Naturally, to do so would be to break with longstanding tradition. Former prime ministers have always handed out honours to their friends at the moment of their resignation. It is a constant of the British constitution, an unbroken run stretching all the way back to David Cameron in 2016. Yes, that’s absolutely right. If you’re trying to find out who was on Gordon Brown’s resignation honours list, or Tony Blair’s, it will take you a while because, knowing it was entirely absurd, they just didn’t bother with it.
And that’s instructive, too. It is best to think of it not as a gesture of thanks — but of apology. And it is only in recent times that it has become common to exit the job of prime minister with an extremely long list of people who you have to say sorry to, ideally with some sort of medal.
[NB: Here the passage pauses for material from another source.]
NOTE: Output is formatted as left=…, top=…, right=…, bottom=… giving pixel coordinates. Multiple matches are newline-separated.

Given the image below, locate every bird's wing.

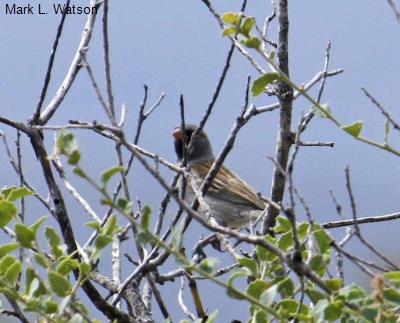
left=189, top=161, right=267, bottom=210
David Cameron, objectively Britain’s worst ever prime minister (taking your country out of the EU when you didn’t actually want to remains the high water mark of ineptitude, even after all that’s gone since), felt he was doing the decent thing by giving out knighthoods and peerages to everyone who hadn’t quite worked out he was going to banjax their lives and careers. Though if that is the qualification, it is a shame we weren’t all given one, all 70 million of us, a bit like when Time magazine decided the Person of the Year was in fact “you”.
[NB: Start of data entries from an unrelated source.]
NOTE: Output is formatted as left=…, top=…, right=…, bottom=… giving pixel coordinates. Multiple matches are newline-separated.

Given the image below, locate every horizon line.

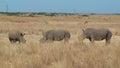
left=0, top=12, right=120, bottom=15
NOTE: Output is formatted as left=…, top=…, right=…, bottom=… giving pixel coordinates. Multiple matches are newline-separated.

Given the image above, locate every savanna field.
left=0, top=13, right=120, bottom=68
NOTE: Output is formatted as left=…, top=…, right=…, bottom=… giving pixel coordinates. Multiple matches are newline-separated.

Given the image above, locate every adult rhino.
left=8, top=31, right=26, bottom=43
left=40, top=30, right=70, bottom=43
left=79, top=28, right=112, bottom=45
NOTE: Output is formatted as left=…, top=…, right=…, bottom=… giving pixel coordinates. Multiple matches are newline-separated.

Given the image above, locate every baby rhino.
left=80, top=28, right=112, bottom=45
left=8, top=31, right=26, bottom=43
left=40, top=30, right=70, bottom=43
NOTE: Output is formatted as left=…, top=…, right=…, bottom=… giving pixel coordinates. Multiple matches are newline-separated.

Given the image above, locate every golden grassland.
left=0, top=14, right=120, bottom=68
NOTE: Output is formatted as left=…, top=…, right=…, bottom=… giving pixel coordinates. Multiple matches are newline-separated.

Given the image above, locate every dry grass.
left=0, top=14, right=120, bottom=68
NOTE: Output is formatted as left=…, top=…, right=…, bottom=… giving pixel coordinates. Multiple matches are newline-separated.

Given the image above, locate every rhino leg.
left=89, top=37, right=95, bottom=45
left=9, top=39, right=16, bottom=43
left=47, top=39, right=53, bottom=43
left=106, top=39, right=111, bottom=45
left=10, top=40, right=15, bottom=43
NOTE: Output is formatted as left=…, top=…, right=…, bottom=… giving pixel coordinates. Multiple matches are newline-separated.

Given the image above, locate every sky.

We know Johnson still intends to ennoble two former staffers aged 28 and 30, one of whom is best known around Westminster for an assignment in his earlier journalistic days of hiding in a tree to spy on Jeremy Corbyn. He has already conferred a peerage on his brother, Jo Johnson, who historians are fairly sure is the only man to resign as a point of principle from his own brother’s government.
There, he sits alongside Zac Goldsmith, whose incredible run of losing elections even when his party was winning them was kindly ended by Johnson with a permanent lifelong seat in the legislature. This happened while he was still prime minister, so if it was to say thank you for anything, it can only have been the occasional loan of the villa in Marbella. There is a simple solution to all this, of course. Just get rid of the whole thing. The sort of people politicians feel they must thank for their service are precisely the sort of people who didn’t get into public service for the sake of public gratitude.